Data Enrichment for Machine Learning based Energy Prediction Model
Description
This dataset is used for training of component based machine learning models described in the linked article. The article examines the effect of enriching training data with several building shapes on the prediction accuracy of machine learning models. There are nine building shapes used to collect the training data using EnergyPlus. Please read the article for the relevant details of component structure and training of machine learning models.
Files
Steps to reproduce
1. Generate specified number of samples (500 for Shape 1 to Shape 6 and 1500 for Custom Shape 1 to Custom Shape 3) using Sobol sequences. 2. Create corresponding EnergyPlus file for each shape and storey option (Use C# programs>IDFWrite.exe with H Function, Shape 1 - one storey can be generated with keyword 1a, Shape 2 - two storey 2b, and CustomShape1 - cs1).
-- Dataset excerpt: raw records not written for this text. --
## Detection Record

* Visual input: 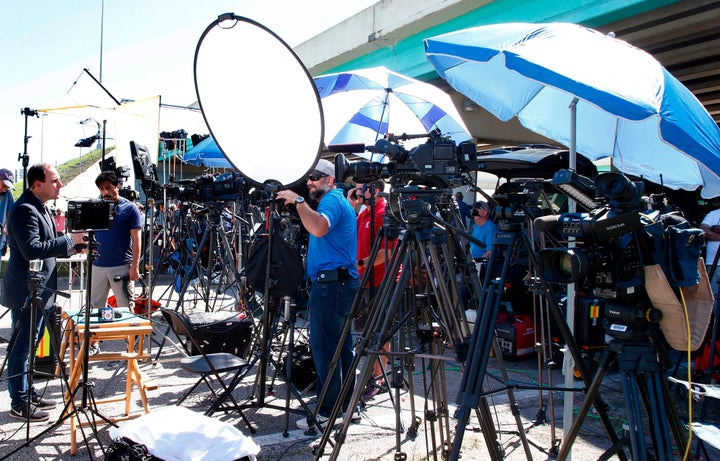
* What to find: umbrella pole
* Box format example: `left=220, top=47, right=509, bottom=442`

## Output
left=563, top=98, right=578, bottom=452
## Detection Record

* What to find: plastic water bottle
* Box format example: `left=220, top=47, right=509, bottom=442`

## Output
left=100, top=305, right=115, bottom=322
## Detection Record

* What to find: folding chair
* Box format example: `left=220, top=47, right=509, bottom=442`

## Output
left=160, top=308, right=255, bottom=434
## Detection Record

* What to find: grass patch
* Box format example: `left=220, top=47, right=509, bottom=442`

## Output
left=13, top=146, right=115, bottom=200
It will create EnergyPlus input file (.idf) in the corresponding folder. 3. Run EnergyPlus simulations and keep .csv files. 4. Read EnergyPlus output and map it to corresponding building elements, zone and building. 5. Create the data file for each component - walls, windows, ground floors, roofs, infiltration, zone, building. (Use C# programs>IDFResultsRead.exe with H Function, Shape 1 - one storey can be generated with keyword 1a, Shape 2 - two storey 2b, and CustomShape1 - cs1). It will create one csv file for each component. 6. Develop machine learning model (component-based) and use these models for making energy predictions. The training process of Machine Learning models and the component structure is described in the linked article. If the machine learning models are developed using one shape only, the prediction has a prefix "RawFeatures-E1" and so on.